The show has recaptured its nostalgia but not its originality in the Fox reboot.

“The X-Files,” FOX’s seminal sci-fi hit, returned for its 10th season with its first batch of new episodes since it went off the air in 2002. As should be expected after a 14 year break, “The X-Files” finds itself stepping into a bold new world. This world is filled with modern concerns about technology and personal security, a fact the show makes us aware of by its first mention of the name “Edward Snowden.”

Creator Chris Carter reiterated this at the show’s premiere at MIPCOM in Cannes last October.

“It’s a perfect time to come back with ‘The X-Files’ considering global politics,” Carter said. “We’re trying to be honest with the changes dealing with digital technology: the capability of spying. Clearly we’re being spied on in the U.S.—or at least spying on you—and there seems to be no shame in it.”

While Carter sees our country’s current fervor over privacy as a fertile and welcoming atmosphere for his show, he may have been a bit overzealous. After nine seasons and two feature films (the last one released in 2008), Carter battered his show’s once gripping mythology into overwrought, confused paranoia pandering. As “The X-Files” enters its 10th season, it feels like just that: a show that’s been on the air for 10 seasons.

Opening with an episode entitled “My Struggle,” the show finds its two leads Fox Mulder (David Duchovny) and Dana Scully (Gillian Anderson) broken up and no longer in the FBI. But they soon find themselves drawn back into the conspiracy that plagued them for so many years as an ultra conservative talk show host (Joel McHale) calls on them to help investigate the case of a woman who claims to have been abducted by aliens several times.

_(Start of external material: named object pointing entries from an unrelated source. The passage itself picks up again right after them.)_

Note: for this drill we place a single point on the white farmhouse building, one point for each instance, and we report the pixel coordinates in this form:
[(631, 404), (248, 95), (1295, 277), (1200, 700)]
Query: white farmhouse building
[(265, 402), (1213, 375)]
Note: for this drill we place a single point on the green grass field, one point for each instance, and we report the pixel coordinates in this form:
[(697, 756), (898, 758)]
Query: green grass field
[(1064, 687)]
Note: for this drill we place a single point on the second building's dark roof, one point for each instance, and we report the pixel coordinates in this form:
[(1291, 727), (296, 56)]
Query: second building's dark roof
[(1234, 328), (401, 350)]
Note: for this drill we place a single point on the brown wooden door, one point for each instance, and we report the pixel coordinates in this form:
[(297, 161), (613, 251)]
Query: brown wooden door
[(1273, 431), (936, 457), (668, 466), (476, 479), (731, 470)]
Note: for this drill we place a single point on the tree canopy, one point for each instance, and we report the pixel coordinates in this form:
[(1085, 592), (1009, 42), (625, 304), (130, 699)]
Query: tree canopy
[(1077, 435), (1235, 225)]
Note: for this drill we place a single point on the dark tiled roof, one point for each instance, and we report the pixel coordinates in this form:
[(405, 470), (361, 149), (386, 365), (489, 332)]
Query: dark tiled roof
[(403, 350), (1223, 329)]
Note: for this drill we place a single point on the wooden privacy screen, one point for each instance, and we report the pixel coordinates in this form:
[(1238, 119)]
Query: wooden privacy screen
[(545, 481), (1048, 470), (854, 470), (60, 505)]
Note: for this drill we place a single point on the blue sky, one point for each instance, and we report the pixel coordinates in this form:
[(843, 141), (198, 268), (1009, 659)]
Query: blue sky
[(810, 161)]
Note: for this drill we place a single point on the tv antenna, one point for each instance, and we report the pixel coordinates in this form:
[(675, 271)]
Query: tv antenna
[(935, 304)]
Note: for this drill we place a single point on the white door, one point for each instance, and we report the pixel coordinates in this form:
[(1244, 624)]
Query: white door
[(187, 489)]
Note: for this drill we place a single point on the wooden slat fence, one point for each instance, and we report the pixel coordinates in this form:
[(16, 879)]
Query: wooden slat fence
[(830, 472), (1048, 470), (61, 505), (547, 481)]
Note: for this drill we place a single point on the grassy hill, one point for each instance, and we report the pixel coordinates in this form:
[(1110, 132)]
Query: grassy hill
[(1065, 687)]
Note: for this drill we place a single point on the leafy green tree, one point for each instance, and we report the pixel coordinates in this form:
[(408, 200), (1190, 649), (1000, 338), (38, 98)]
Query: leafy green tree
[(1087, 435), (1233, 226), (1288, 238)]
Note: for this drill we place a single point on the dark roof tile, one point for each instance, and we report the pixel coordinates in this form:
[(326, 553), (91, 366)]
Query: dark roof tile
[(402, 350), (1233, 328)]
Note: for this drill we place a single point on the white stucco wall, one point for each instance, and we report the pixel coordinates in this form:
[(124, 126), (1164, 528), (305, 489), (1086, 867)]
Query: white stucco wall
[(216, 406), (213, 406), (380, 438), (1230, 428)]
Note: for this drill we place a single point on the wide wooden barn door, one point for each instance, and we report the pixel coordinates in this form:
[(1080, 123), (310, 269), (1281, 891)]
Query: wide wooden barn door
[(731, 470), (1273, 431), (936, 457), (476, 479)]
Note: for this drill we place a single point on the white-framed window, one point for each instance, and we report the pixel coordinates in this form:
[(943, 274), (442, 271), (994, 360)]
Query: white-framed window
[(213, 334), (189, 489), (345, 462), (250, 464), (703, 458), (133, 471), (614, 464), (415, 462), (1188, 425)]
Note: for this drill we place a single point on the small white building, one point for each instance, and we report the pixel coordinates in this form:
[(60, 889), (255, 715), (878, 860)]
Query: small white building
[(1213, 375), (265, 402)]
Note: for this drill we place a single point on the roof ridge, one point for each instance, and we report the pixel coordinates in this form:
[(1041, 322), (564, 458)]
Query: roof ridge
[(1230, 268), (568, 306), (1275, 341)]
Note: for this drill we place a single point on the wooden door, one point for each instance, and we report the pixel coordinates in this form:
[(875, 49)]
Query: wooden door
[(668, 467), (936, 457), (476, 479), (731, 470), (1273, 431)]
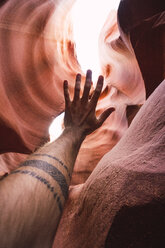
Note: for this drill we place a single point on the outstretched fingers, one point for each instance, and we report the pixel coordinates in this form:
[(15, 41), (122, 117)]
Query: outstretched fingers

What follows is a convoluted storyline about aliens (but probably the government) abducting innocent people and harvesting them with what appear to be alien embryos (but are probably government experiments). This season’s purpose is clearly to tap into the current television trend of 90s nostalgia, Carter is successful with this approach. This storyline would have felt fresh in 1995, but after nine seasons and countless X-File knockoffs, it just doesn’t seem to be saying anything new.

While the show’s mythology may have grown old, Anderson and Duchovny are as strong as they’ve ever been. They step back into their iconic roles with impressive ease, even when the scripts force them to spit stilted, over-expository dialogue throughout its first hour. They’re also able to maintain chemistry, consistently cited as one of the show’s greatest strengths, that is as electric as it was when the show first aired.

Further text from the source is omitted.